MISSOURI, USA/ BEIRUT: Syria has signed a four-year oil and gas exploration deal with a Russian company in Mediterranean waters that Lebanon claims as its own. The two blocks to be explored under the new contract overlap with Lebanese maritime areas for energy exploration along the country’s northern border. Yet Lebanese outrage has been conspicuous by its absence.

Now imagine a time, not so long ago, when the shoe was on the other foot. Lebanon demarcated its maritime borders in 2011 and, three years later, offered tenders for oil and gas companies for Block No.1 in the north. Justifiably or not, Syria responded by not recognizing the Lebanese demarcation and lodging a protest.

The striking contrast between the two reactions, separated by seven years, was not lost on the Lebanese opposition.

“Where do the official Lebanese authorities stand on this issue?” asked Rola Tabsh, an MP from the Future Movement bloc, when Syria announced the contract last month. “What is this suspicious coma? We waited for the violation from the south, from the enemy (Israel), but it came from the north, from a brotherly country.”

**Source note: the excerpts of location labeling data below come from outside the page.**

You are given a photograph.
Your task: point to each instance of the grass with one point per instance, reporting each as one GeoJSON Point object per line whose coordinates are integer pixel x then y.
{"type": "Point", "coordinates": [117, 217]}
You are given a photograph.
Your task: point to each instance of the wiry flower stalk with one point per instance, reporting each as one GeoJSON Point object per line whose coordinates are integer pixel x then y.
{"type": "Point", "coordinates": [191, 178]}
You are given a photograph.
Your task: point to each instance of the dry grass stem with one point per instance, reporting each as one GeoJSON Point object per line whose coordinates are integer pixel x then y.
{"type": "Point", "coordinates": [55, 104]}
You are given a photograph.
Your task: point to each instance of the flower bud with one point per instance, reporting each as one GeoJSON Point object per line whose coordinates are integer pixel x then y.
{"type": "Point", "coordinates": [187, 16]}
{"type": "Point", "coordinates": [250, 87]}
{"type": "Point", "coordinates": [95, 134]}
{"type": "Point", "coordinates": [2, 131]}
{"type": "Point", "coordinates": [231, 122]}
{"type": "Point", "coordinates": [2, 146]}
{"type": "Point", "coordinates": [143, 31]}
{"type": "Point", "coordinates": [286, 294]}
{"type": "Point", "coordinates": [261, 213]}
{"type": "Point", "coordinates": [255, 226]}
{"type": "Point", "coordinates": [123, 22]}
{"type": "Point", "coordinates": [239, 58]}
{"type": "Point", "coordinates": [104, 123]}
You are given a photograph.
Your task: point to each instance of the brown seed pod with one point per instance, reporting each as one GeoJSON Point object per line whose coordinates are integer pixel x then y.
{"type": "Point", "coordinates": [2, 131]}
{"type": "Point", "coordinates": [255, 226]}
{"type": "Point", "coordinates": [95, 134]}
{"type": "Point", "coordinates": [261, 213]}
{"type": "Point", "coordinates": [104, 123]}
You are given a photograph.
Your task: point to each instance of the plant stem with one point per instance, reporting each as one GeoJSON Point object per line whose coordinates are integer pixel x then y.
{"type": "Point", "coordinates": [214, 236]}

Similar concern was voiced by Richard Kouyoumjian, former minister and serving member of the Lebanese Forces parliamentary bloc, who said: “The government and the relevant ministries are required to have a sovereign position and clear clarification.”

He called for the “resumption of demarcation negotiations in the south, an end to Syrian complicity and plundering of our money and oil wealth.”

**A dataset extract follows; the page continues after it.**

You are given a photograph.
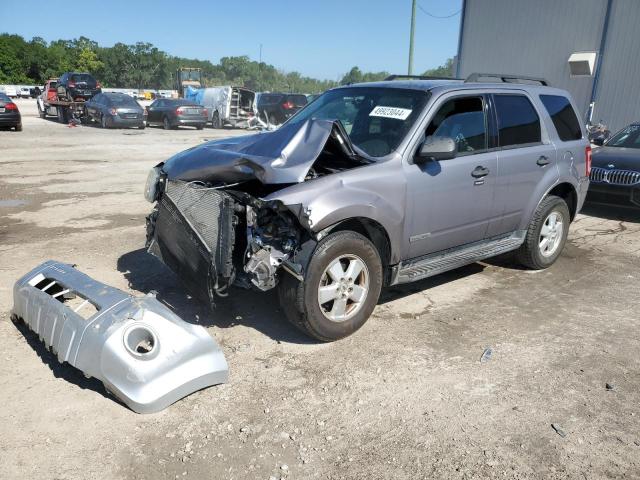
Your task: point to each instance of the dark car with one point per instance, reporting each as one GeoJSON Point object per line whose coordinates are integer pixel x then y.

In the south, Israel’s demarcation line conflicts with the Lebanese one, which has led to protracted indirect negotiations sponsored by the UN and mediated by the US. The Lebanese-Israeli dispute and negotiations have been ongoing for more than 10 years now.

Hezbollah, being a pro-Iranian Shiite militia and political party, did not appear in favor of even indirect negotiations with Israel over the issue, but grudgingly acceded to them. A resolution to the maritime border dispute with Israel remains crucial to Lebanon’s ability to attract oil and gas companies to its waters.

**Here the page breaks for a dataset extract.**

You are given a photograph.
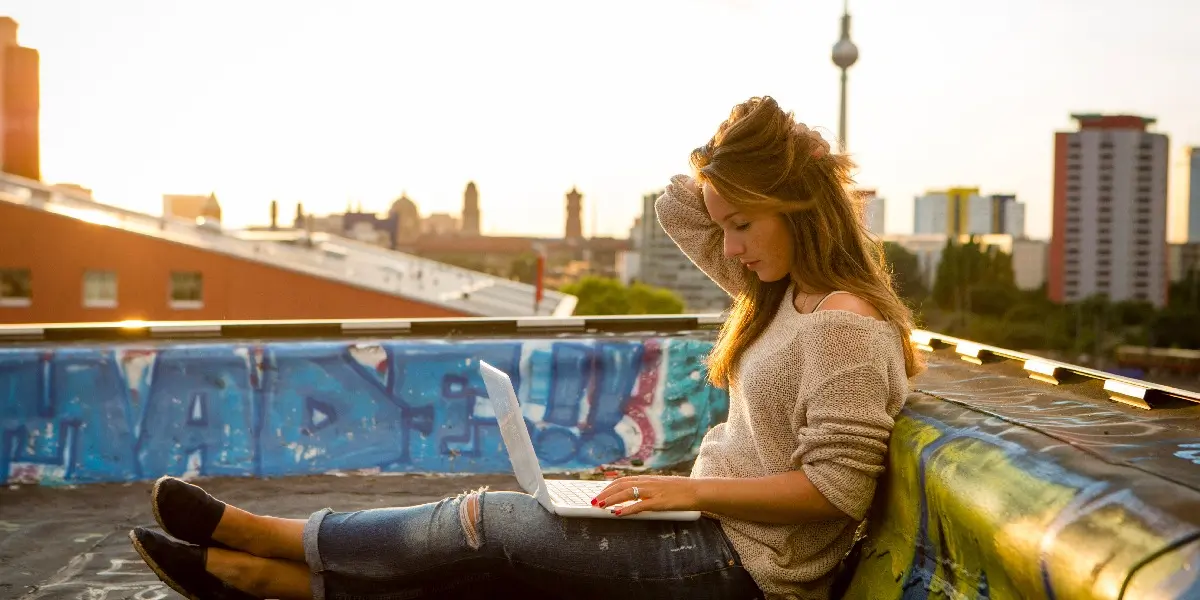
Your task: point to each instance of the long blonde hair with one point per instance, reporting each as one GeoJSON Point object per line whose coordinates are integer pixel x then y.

A billboard in southern Lebanon bears pictures of Hezbollah leader Hassan Nasrallah, Iran's Supreme Leader Ayatollah Ali Khamenei (C) and its late founder Ayatollah Ruhollah Khomeini. (AFP)

Hezbollah understood that it would take the blame if Lebanon failed to develop offshore oil and gas deposits due to a refusal to negotiate. But the group still tried to link the maritime borders issue to a dispute it has regarding Lebanon’s land border with Israel.

Although Israel completely withdrew from Lebanon in 2000, Hezbollah claims that a small tract of land known as the Shebaa Farms are also part of Lebanon and still occupied by Israel. Even though the UN determined the Shebaa Farms to be occupied Syrian land, the issue provides Hezbollah with an excuse to maintain its conflict with Israel and justification to retain armaments, long after all other Lebanese militias disarmed.

Hezbollah — and the Lebanese state it has largely controlled since 2008 — has proven vociferous in defending its interests regarding Israel. It therefore strikes many Lebanese as more than curious that the government has yet to utter a word regarding Syrian encroachments in the north.

The Syrian contract with a Russian company includes at least 750 square kilometers of maritime waters claimed by Lebanon. If Mediterranean oil and gas deposits comparable to those of Israel and Cyprus exist off Lebanon’s shores, the potential revenues from such could go a long way in helping Lebanon out of its current financial woes.

INNUMBER

750 square kilometers Lebanese area in Block No.1 allegedly allotted by Syrians for oil exploration by Russians.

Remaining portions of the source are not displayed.